The simulation outcomes demonstrate that the presented ConvLSTM modality has an accuracy of 91.8%, 95.7%, 97.4%, 97.7% and 97.3% at 10, 20, 30, 40 and 50 epochs respectively. In addition, TNR, FNR, TPR, FPR and the testing time of the ConvLSTM modality are estimated. It is indicated that the proposed model achieves high performance and can effectively detect COVID-19 patients with high accuracy using X-ray images.

5  Conclusion

This work presented an effective method for detecting COVID-19 cases based on the deep learning modality of ConvLSTM. The proposed ConvLSTM modality is tested on X-ray images dataset for COVID-19 and normal cases to evaluate detection performance.
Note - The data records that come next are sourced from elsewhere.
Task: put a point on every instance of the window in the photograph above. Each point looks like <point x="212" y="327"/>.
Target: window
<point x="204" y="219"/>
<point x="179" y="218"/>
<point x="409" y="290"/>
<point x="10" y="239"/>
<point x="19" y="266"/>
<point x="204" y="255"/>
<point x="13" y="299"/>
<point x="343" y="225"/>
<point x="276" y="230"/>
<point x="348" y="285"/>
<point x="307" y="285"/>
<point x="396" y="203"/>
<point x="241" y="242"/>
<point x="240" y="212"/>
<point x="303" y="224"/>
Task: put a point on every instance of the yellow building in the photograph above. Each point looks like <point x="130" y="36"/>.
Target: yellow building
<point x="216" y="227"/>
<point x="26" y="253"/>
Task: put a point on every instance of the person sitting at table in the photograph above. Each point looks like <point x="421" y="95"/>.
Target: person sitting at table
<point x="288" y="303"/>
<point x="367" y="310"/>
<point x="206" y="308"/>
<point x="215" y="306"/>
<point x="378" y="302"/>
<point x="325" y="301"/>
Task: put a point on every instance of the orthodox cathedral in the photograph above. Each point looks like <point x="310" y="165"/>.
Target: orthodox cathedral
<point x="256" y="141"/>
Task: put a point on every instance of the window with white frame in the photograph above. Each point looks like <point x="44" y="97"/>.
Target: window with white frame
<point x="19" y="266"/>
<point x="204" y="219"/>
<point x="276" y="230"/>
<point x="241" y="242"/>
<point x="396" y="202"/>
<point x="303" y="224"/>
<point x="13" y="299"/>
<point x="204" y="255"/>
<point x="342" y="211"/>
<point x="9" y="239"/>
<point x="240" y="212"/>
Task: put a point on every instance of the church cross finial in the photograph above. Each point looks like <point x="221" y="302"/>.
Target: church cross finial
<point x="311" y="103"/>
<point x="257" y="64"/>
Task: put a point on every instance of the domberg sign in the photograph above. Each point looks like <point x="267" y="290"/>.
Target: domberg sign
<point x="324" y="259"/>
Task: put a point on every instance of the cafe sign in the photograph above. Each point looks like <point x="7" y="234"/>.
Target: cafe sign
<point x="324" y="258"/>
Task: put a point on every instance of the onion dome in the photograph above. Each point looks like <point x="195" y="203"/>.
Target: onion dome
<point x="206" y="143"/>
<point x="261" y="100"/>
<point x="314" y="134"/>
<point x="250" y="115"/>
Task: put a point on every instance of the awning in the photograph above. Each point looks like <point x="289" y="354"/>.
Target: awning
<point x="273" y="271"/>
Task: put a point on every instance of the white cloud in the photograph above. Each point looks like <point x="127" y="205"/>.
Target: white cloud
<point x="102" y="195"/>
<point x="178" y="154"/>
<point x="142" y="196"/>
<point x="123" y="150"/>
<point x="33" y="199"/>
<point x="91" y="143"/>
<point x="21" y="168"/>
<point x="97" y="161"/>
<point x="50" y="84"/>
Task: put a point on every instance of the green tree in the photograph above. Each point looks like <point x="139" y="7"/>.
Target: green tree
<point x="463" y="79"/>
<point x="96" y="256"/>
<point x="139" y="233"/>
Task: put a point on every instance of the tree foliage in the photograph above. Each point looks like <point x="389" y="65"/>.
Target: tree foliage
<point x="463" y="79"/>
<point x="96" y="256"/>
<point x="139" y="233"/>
The proposed ConvLSTM modality achieved a high classification performance with an accuracy of 91.8%, 95.7%, 97.4%, 97.7% and 97.3% at 10, 20, 30, 40 and 50 epochs respectively. Hence, the proposed ConvLSTM can be considered and adopted for rapid detection of COVID-19.

Acknowledgement: The authors would like to thank the Deanship of Scientific Research, Taif University, Saudi Arabia, for funding the research project number 1–441–21.

Funding Statement: This research was funded by the Deanship of Scientific Research, Taif University, Saudi Arabia, under research project number 1–441–21.

Conflicts of Interest: The authors declare that they have no conflicts of interest to report regarding the present study.